これはリカルメを欺くための演技か? いや、それにしては下手すぎる。
「えっと、それはこいつが貴重な充電係だという意味での指令か? ユリ博士」
『ドクターリリィと呼べ。すぐには飲み込めないことだと思うが、とりあえず今は黙って従うんだ。訳は後で説明する』
「まあ、私はグランレンドに殺される確率が減るならなんでもいいけど。私が冷酷無慈悲なバイヤード四天王の一人だって言う設定は忘れてないわよね?」
『君が多くの人間を殺してきたことは私たちが一番知っているし、決して忘れることは無い。それを踏まえた上での判断だ』
「……いや、やっぱり納得できねえ。一時的に共闘するだけならまだしも、どうして俺がこんな奴を守らなけりゃいけないんだ! せめていま訳を話してくれ」
『そうしたいのは山々だが、少々お喋りに時間を割きすぎたみたいだ。さっきからレーダーの反応が強くなっている』
「え?」
言われて耳を澄ますと、なにやら音が聞こえてきた。外からだ。
瓦礫同士の擦れる音、何かが削れているような音。
それはだんだん、こちらに近づいてきている。
『黒のエーテル反応、ラグナロクだ』
「……!」
グランレンドだ。
この音はきっと掘削音。廊下を埋め尽くす瓦礫を、ラグナロクの力で削り取りながら進んでいるんだ!

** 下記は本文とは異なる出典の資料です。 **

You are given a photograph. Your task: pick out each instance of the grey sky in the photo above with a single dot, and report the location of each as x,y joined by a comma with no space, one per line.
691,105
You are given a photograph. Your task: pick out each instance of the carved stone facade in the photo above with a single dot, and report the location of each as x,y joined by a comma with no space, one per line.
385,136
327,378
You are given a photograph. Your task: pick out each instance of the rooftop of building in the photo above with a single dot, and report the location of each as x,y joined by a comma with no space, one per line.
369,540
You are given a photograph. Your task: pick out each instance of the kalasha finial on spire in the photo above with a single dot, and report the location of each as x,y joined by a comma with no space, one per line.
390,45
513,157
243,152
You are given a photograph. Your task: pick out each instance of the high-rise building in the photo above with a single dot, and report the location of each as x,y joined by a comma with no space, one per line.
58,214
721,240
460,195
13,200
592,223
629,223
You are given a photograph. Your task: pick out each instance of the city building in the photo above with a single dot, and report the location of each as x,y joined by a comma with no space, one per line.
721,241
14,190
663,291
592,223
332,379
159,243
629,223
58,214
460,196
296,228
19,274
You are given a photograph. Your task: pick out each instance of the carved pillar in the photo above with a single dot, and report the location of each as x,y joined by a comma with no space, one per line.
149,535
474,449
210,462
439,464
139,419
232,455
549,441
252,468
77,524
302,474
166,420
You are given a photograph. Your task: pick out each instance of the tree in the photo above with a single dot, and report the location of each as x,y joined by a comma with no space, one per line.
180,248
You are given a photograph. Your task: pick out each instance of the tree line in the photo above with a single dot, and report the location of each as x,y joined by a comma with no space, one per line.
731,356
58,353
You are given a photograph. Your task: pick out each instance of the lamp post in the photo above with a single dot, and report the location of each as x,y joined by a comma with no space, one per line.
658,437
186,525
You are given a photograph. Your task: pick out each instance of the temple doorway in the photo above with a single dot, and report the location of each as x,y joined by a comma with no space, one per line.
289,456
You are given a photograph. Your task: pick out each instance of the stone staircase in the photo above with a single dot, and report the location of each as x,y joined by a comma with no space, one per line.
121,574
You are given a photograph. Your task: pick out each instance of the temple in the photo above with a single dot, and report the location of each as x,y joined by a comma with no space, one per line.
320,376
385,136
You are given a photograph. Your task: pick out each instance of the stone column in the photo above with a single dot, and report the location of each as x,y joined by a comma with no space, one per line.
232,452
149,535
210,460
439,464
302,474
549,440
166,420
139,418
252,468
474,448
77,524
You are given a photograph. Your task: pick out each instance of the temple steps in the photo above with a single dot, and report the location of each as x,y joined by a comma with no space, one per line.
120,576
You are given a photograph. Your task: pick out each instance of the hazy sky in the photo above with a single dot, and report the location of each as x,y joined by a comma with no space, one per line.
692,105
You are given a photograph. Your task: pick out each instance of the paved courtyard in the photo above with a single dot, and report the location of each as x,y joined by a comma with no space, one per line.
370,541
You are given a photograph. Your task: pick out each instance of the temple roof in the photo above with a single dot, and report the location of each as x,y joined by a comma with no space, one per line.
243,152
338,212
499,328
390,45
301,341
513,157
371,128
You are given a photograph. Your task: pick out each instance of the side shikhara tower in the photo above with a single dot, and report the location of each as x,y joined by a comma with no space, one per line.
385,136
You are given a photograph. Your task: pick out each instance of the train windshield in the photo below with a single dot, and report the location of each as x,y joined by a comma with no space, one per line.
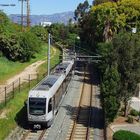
37,106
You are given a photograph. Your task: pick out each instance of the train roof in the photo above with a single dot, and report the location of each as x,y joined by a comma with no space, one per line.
47,83
50,80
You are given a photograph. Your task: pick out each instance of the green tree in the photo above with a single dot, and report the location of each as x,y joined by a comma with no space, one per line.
40,32
128,47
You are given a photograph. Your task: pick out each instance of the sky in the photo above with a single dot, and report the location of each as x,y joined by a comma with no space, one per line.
39,7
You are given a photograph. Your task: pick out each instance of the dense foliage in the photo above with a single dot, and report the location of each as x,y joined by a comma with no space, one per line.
125,135
64,34
107,30
17,45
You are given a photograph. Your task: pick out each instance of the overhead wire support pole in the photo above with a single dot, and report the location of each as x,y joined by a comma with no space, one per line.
49,45
28,13
22,15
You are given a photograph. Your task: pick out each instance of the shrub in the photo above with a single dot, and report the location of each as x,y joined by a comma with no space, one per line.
130,119
125,135
134,112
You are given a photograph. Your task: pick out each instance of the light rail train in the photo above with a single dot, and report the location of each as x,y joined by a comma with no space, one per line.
44,99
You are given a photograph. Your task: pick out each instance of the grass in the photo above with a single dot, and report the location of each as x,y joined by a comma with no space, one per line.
15,111
8,68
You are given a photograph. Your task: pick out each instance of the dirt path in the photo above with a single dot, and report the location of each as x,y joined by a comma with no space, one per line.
24,75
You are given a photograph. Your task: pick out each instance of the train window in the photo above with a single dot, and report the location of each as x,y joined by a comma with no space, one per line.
37,106
50,105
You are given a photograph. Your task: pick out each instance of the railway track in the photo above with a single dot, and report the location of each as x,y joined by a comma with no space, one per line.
35,135
80,127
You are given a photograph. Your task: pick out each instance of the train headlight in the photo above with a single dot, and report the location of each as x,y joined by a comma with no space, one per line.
43,118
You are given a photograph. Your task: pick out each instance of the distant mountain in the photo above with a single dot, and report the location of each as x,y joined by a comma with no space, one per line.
54,18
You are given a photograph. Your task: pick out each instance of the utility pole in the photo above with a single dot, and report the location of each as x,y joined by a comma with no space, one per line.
22,14
28,13
6,5
49,45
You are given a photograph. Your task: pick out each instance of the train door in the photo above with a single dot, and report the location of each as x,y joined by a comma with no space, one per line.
50,109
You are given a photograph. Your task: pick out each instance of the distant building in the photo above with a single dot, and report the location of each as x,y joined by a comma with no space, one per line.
45,23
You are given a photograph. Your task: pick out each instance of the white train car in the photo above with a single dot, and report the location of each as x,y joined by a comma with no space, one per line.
44,99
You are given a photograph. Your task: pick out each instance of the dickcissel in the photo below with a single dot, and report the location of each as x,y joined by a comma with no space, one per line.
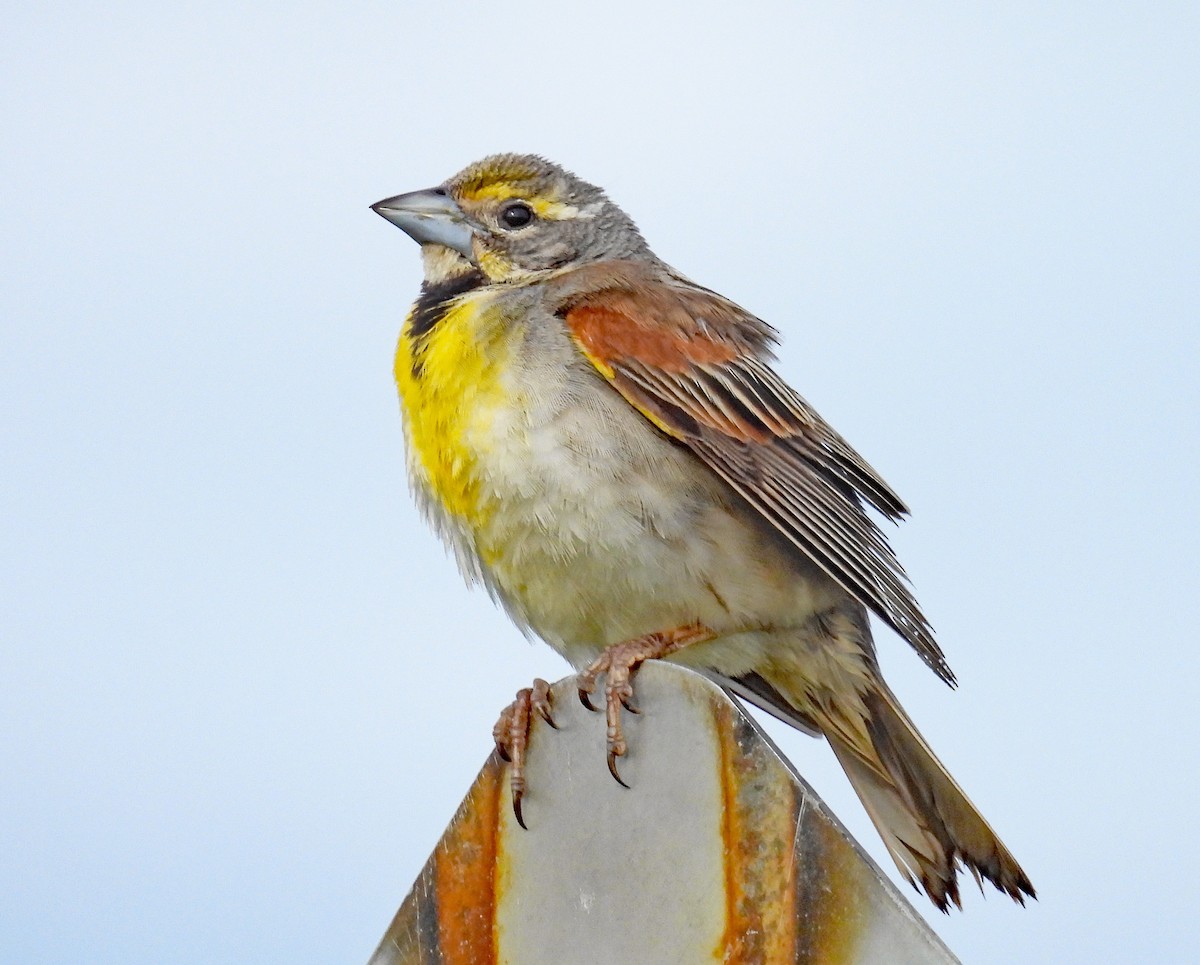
606,448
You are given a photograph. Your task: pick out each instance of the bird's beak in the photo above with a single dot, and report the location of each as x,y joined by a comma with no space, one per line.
429,217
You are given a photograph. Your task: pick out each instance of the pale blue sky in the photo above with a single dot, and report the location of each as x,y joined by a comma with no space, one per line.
243,689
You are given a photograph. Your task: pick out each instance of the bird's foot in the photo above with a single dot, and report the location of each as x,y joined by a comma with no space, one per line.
618,663
511,735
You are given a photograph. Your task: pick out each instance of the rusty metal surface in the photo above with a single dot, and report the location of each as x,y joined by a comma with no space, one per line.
719,852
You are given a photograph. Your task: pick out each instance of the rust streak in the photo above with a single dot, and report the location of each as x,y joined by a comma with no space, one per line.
466,876
666,340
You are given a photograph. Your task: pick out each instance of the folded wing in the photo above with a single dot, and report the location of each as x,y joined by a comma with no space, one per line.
696,365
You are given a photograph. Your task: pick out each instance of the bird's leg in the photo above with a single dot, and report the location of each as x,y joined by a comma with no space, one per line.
619,663
511,735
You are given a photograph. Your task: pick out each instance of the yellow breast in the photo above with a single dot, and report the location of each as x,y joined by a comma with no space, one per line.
450,379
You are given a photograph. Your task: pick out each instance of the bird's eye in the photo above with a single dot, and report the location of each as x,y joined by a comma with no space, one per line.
516,215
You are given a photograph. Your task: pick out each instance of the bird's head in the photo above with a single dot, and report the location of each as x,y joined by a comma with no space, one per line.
514,217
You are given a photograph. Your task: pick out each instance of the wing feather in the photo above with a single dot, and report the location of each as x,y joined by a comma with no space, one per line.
697,366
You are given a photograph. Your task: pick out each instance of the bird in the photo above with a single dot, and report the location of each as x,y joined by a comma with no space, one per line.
606,447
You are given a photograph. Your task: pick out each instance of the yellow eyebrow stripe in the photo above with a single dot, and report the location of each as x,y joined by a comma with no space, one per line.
545,208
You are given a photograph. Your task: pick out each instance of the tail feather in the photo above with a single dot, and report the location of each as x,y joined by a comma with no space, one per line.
927,822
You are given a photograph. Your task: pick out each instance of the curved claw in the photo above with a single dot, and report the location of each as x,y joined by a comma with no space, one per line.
516,809
612,769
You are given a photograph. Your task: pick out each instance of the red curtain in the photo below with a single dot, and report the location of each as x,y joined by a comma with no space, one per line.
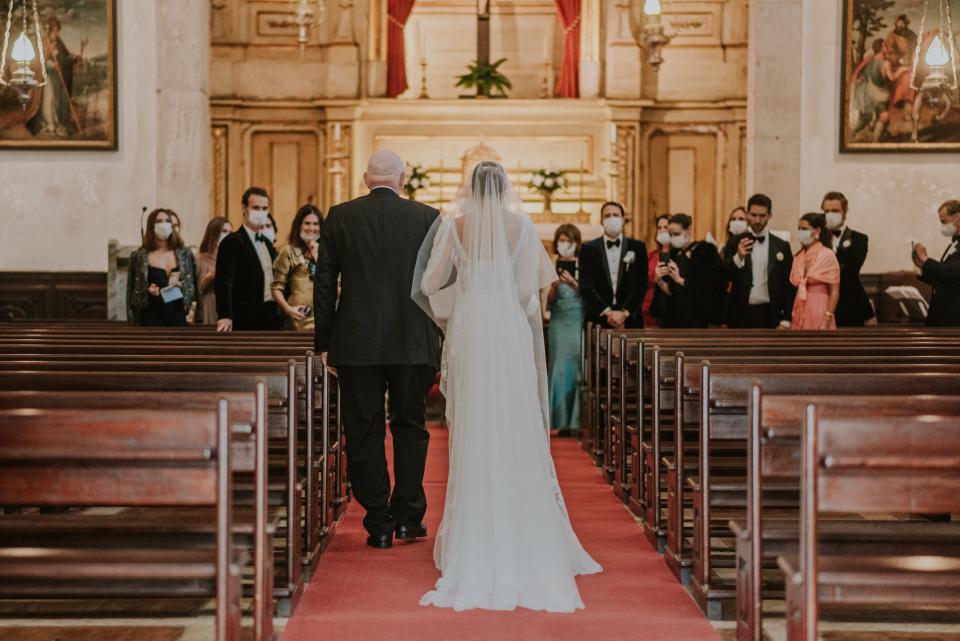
568,85
397,13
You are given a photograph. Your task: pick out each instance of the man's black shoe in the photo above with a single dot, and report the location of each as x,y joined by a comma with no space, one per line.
382,541
410,532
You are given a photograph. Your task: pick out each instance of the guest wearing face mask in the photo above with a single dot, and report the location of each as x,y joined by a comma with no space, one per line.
217,229
758,266
294,269
651,315
690,283
613,278
161,284
854,308
244,275
564,333
816,275
943,274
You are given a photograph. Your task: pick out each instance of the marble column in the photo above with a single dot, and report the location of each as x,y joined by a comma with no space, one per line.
774,104
183,113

おそらくあと1分もしないうちにこの部屋にたどり着く。ユリ博士の意図は読めないが、今は指示に従うしかない。
「隠れてろ、リカ!」
「言われなくても!」
リカはレイバックルとディスクを置いて近くの棚の中に隠れた。俺はベルトを取り、腰に巻く。
「煩わしいな。一度に消し去るか」
《----RAGNAROK Ready----》
低い電子音声と禍々しい待機音が聞こえてくる。この音、レヴァンスラッシャーのものとよく似ている。
「ディストラクションヴォイド」
《---- DESTRUCTION VOID----》
その音声が聞こえた次の瞬間、グランレンドが正面に現れた。
いや、違う。正確にはグランレンドと俺の間にあった壁が一瞬にして消失したのだ。さらに言うなら壁だけじゃない。廊下を埋め尽くしていたとされる瓦礫も、綺麗さっぱり消滅した。
俺は、こんな化け物相手にしなければいけないのか……?
「おお、ここにいたか」
《----Armor Release----》
グランレンドは俺を見た瞬間、バイヤードライバーから黒のディスクを取り出し、シオンへと姿を変えた。
そうだ。なにも戦う必要は無い。
俺とリカが再度結託したことなんてこいつは知らないんだ。この場はうまくやり過ごして、こいつがどこか行った後に遺跡から脱出すればいい。
「災難だったな。まさか崩落に巻き込まれていたとは」
「あ、ああ。そっちの状況はどうだ? リカルメは見つかったか?」
「いや、あの女どうやら逃げ足も速いらしい。痕跡を追ってここまで来たが、どうにも……ん?」
シオンが何かに気づいたように部屋を見渡し始めた。
なにを見ているのか気になって、俺も周囲を見渡した。
しまった。
壁にはまさに雷の痕跡、煤が大量に残っていた。これではまさにリカルメと俺が戦闘していたのを物語っているようなものだ。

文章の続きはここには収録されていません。